Harvestry Documentation LLM Consolidation

LLM Consolidation

Send your transcript to Claude or a local Ollama model to generate polished, structured study notes alongside the verbatim transcript.

What Consolidation Does

The raw transcript produced by WhisperKit is accurate but verbatim — it captures exactly what was said, including filler words, repeated phrases, and the natural looseness of spoken language. LLM Consolidation sends this transcript to a language model and asks it to produce structured Markdown study notes: headings organized by topic, bullet-point summaries, and key takeaways.

The consolidated notes appear as a separate "Consolidated Notes" tab in the transcript panel and in the exported HTML page. They sit alongside the original verbatim transcript — the raw transcript is never replaced.

You can annotate consolidated notes independently of the transcript (highlights, margin notes, inline notes all work in both views).

Choosing a Mode

The mode picker on the Pipeline Step 3 row is a segmented control with three options:

The mode is stored per lecture. Changing the mode on a completed lecture does not automatically re-run consolidation — it only affects the next time you click Begin Processing or trigger consolidation manually.

Claude Setup

To use Claude consolidation, you need an Anthropic API key. Keys are available at console.anthropic.com.

1
Open Settings → Consolidation

Go to Harvestry → Settings and click the Consolidation tab.

2
Enter your API key

Paste your Anthropic API key into the API Key field. The key is stored securely in the macOS Keychain — it is never stored in plain text.

3
Select a model

After the API key is saved, Harvestry fetches your available models from the Anthropic API and shows them in a dropdown. Choose a model. Click the refresh button next to the picker to update the model list if your account gains access to new models.
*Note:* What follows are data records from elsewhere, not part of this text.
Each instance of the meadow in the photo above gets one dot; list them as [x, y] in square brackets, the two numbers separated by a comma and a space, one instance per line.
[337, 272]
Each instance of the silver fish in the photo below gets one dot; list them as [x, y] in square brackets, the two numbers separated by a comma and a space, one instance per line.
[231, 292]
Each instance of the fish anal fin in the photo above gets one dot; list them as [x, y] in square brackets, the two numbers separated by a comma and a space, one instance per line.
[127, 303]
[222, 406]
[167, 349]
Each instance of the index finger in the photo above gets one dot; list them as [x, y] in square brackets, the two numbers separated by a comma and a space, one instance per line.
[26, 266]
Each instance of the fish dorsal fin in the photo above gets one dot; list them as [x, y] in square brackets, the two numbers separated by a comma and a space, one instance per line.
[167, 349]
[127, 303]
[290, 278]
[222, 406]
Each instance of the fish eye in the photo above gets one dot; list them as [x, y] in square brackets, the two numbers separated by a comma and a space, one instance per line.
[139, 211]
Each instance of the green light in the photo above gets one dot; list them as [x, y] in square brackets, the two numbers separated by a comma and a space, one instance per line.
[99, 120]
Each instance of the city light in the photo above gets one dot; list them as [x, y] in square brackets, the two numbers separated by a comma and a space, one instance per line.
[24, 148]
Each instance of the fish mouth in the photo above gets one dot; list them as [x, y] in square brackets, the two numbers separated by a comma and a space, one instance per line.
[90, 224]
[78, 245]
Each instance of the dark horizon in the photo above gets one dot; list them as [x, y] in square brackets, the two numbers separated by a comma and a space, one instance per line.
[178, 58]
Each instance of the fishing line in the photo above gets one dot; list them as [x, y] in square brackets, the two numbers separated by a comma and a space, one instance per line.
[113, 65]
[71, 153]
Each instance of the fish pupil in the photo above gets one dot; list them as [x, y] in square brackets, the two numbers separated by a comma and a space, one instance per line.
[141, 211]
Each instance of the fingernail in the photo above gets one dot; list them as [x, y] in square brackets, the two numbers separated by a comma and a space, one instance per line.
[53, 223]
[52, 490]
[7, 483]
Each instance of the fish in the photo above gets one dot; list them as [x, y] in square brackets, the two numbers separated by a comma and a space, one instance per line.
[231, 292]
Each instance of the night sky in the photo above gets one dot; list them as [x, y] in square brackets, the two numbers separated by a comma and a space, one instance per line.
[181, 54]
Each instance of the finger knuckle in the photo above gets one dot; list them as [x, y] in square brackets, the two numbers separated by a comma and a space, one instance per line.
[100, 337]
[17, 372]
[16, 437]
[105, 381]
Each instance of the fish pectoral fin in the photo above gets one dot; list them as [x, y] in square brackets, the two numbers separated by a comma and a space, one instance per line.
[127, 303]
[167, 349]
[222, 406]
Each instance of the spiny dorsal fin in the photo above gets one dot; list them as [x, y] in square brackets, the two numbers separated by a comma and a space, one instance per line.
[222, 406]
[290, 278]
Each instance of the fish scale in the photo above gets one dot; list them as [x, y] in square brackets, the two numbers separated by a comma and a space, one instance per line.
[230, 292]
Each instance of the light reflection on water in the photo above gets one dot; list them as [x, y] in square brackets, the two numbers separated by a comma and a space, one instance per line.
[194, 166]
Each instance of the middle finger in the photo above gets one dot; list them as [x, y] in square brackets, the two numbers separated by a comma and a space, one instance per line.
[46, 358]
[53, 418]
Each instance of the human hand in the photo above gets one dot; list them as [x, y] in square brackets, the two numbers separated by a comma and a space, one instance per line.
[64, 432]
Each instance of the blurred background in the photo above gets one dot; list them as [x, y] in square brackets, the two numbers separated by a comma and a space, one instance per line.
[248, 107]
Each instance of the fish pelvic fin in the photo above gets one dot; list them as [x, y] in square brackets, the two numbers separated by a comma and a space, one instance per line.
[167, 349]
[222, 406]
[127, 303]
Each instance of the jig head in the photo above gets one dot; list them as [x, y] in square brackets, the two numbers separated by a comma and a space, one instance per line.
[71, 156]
Claude Model Recommendations

The model list is fetched live from the Anthropic API, so it reflects whatever your account has access to. General guidance:

Model Family Best For Cost
Claude Sonnet Recommended for most use. Excellent balance of quality and speed. Produces well-structured notes with good comprehension of technical content. Moderate
Claude Haiku Fastest and cheapest. Good for straightforward lectures with clear structure. May miss nuance in dense academic content. Low
Claude Opus Highest quality. Best for highly technical, multi-topic, or non-English content where maximum comprehension matters. High
⚠️
API usage is billed by Anthropic. Consolidating a long lecture can consume a significant number of tokens (input + output). A 90-minute lecture transcript is typically 8,000–15,000 input tokens. Check your Anthropic dashboard to monitor usage.

Ollama Setup

Ollama runs language models entirely on your Mac. No data leaves the device.

1
Install Ollama

Download Ollama from ollama.ai and install it. Ollama runs as a background service on localhost:11434.

2
Pull a model

Open Terminal and run a command like:

ollama pull llama3

or for a larger model:

ollama pull llama3:70b

Any Ollama-compatible model works. Models with at least 7B parameters give reasonable note quality.

3
Harvestry auto-detects your models

In the Pipeline Step 3 picker, select Ollama. Harvestry queries localhost:11434/api/tags and shows all installed models in a dropdown. Click the refresh button to re-query if you pull new models after opening Harvestry.

ℹ️
Ollama endpoint. If you run Ollama on a non-default port or a remote host, you can change the endpoint URL in Settings → Consolidation → Ollama Endpoint. Default: http://localhost:11434.

The Consolidation Prompt

The system prompt sent to the LLM instructs it how to format the output. The default prompt asks the model to produce structured Markdown with:

You can customize the prompt in Settings → Consolidation → System Prompt. The text editor in Settings accepts any Markdown-aware instructions. A Reset to Default button restores the original prompt.

Per-Lecture Control

The consolidation mode (Off / Claude / Ollama) and model selection are stored per lecture. You can have different lectures using different modes:

Changing the mode on a pending lecture takes effect when you next click Begin Processing. Changing the mode on a completed lecture triggers an alert asking if you want to generate or regenerate consolidated notes now.

Disabling After the Fact

To remove consolidated notes from a completed lecture:

  1. On the Step 3 row, switch the mode picker from Claude or Ollama to Off.
  2. A confirmation alert appears: "Remove consolidated notes from this lecture? The HTML export will be regenerated without the notes tab."
  3. Confirm. The consolidated notes are deleted and the HTML is re-exported.

Re-running Consolidation

If a lecture is already complete and you switch its consolidation mode to Claude or Ollama, Harvestry shows an alert: "Generate consolidated notes now?" Confirming runs only Step 3 and then re-exports the HTML. The transcript and screenshots are unchanged.

Privacy

The privacy implications differ significantly between modes:

Consider using Ollama mode for lectures containing sensitive, confidential, or personally identifiable content.